In the argument of Judge Bartley it is claimed, that only where military operations are in progress, is the existence of military courts authorized. I reply, that wherever the army moves or has its being, in the great work of saving the life of the republic, there exists martial law, and that, too, without any special proclamation upon the subject. Where the army moves in the work of suppressing this rebellion, martial law is predominant and of necessity holds the civil law in subjection. In some of the States of the north, the civil law may be only partly silent, but in every case where the suppression of the rebellion necessitates it, the civil law must be silent to the extent necessary to make the operations of the military arm efficient.

Wherever the civil law interferes with or contravenes the operations of the army while engaged in the great struggle of preserving our nationality, the civil law must for a time give way for the operations of the stronger military arm, but only for the time being, and only that the civil law may live and not die.

Judge Bartley inquires: whence comes this sublimated authority, this higher law than the Constitution? by whom is it ordained, and who is the vicegerent, and where are his credentials?

The law of self-preservation, of self-defence, is ordained by Jehovah. Whenever he created an existing thing, he gave it the right and the power to defend its own existence. The humblest creeping thing, if attacked, will turn and defend its life. Is that right which is given to the meanest of the animal kingdom, denied to man and nations? I say, then, that this right is ordained of God. Who, asks the counsel, is its vicegerent? I am its vicegerent; so are you, gentlemen; and the man that will not exercise it in the defence of his life and his rights is unworthy to live upon the earth which God has made. The nation that will not exercise the requisite power to preserve its life is a nation that no freeman would seek to preserve. I tell you that those very men that would shackle the government with these so-called peace constructions of the Constitution, that would tie the arms of the republic when this fiendish rebellion is at our throats, are the men who would laugh when the nation was in her death throes. Where are our credentials? ask the counsel. They are the credentials which God gave to man when he made him in his likeness and image, that he should walk upright on the face of the earth. Those are the credentials of this higher law, this law of self defence and self-preservation.

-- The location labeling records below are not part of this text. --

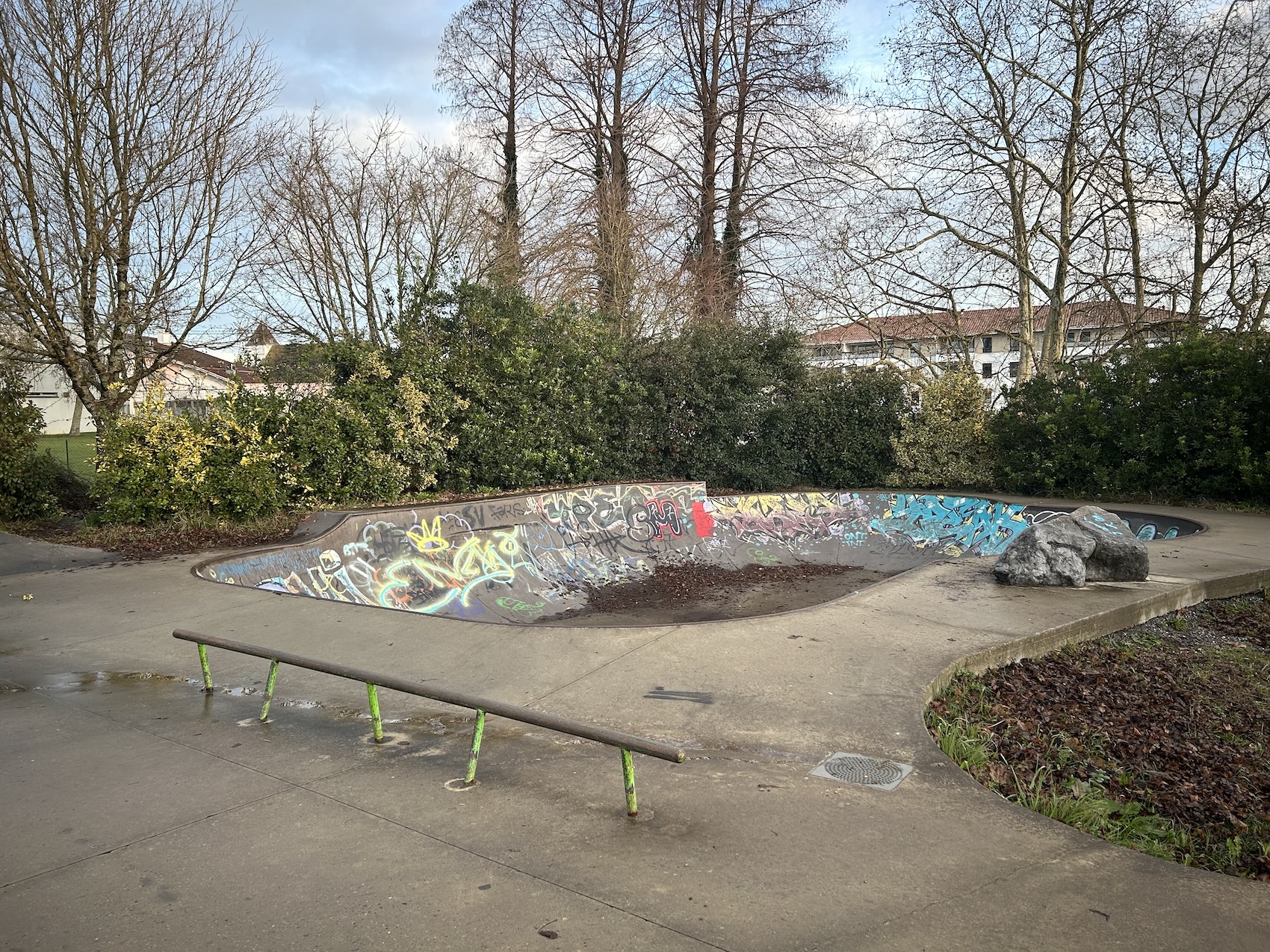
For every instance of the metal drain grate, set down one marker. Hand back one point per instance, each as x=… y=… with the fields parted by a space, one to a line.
x=865 y=771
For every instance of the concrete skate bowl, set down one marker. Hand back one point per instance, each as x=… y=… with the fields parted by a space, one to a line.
x=539 y=558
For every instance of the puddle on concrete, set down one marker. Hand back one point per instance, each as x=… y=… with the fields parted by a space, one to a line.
x=85 y=681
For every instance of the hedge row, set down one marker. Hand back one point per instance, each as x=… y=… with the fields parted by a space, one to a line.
x=1189 y=420
x=486 y=391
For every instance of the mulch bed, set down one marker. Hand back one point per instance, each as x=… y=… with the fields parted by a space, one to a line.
x=689 y=583
x=1174 y=715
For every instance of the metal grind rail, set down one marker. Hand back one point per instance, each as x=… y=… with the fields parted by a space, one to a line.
x=625 y=743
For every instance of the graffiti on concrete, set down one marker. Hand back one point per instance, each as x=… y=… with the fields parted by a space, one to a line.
x=791 y=520
x=527 y=558
x=509 y=558
x=1144 y=526
x=956 y=526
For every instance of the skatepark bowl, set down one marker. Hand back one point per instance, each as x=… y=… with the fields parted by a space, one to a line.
x=531 y=559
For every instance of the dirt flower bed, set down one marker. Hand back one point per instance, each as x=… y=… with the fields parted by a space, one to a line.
x=691 y=592
x=1156 y=738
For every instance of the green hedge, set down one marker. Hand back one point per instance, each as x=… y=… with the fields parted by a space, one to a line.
x=27 y=476
x=1177 y=422
x=484 y=390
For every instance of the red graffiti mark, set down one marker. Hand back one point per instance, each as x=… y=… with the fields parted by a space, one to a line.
x=702 y=520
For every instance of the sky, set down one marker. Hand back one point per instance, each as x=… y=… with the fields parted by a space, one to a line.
x=357 y=57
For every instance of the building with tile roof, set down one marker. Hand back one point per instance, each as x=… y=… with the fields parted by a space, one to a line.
x=987 y=340
x=190 y=381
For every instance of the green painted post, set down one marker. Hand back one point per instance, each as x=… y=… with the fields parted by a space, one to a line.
x=478 y=732
x=629 y=780
x=377 y=721
x=268 y=689
x=207 y=672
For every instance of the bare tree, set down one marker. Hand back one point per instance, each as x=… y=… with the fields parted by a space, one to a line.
x=602 y=66
x=752 y=94
x=1210 y=111
x=996 y=143
x=486 y=63
x=127 y=135
x=355 y=217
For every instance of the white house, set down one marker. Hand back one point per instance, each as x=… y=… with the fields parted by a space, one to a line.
x=192 y=379
x=987 y=340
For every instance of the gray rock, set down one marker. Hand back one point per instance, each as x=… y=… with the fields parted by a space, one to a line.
x=1119 y=555
x=1090 y=545
x=1052 y=553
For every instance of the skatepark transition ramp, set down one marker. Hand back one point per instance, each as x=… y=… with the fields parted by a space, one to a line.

It is admitted that the military power of the government may imprison at will, in times of war. Is the right to try according to the known rules of law a higher power than the right to imprison at will? You take from a man his liberty; if the Constitution gives you that right, where does it stop and say you shall not try and punish? Life and liberty stand upon the same basis. If these cases had been brought before this commission for the first time a few days ago, I should have said this is not the tribunal; the civil courts are the proper tribunals; the necessity for military commissions has passed away. I believed it, and have recently so decided in different cases in my office, honestly believing there was no longer any necessity for military commissions, and that the civil powers should again assert their sway. But to-day, standing face to face with the awful realities that have shocked and appalled us, I do not know that I could so decide. Three months or more ago, when we commenced these trials, this unnatural rebellion was raging, and the government was unequal to the task of subduing it. There was then a necessity for the military power to take cognizance of these cases, and on conviction to punish the offenders. You, gentlemen, believed with me, and, having commenced this case, you are bound to respect your own decision, and to go forward and conclude your investigation. It has been said by the counsel who argued against the jurisdiction of this commission, that the war upon the Constitution in the north is more fatal to the liberty of the nation than the war upon the Union in the south. Pardon me, gentlemen, if I say that such utterances are utterly abhorrent to me.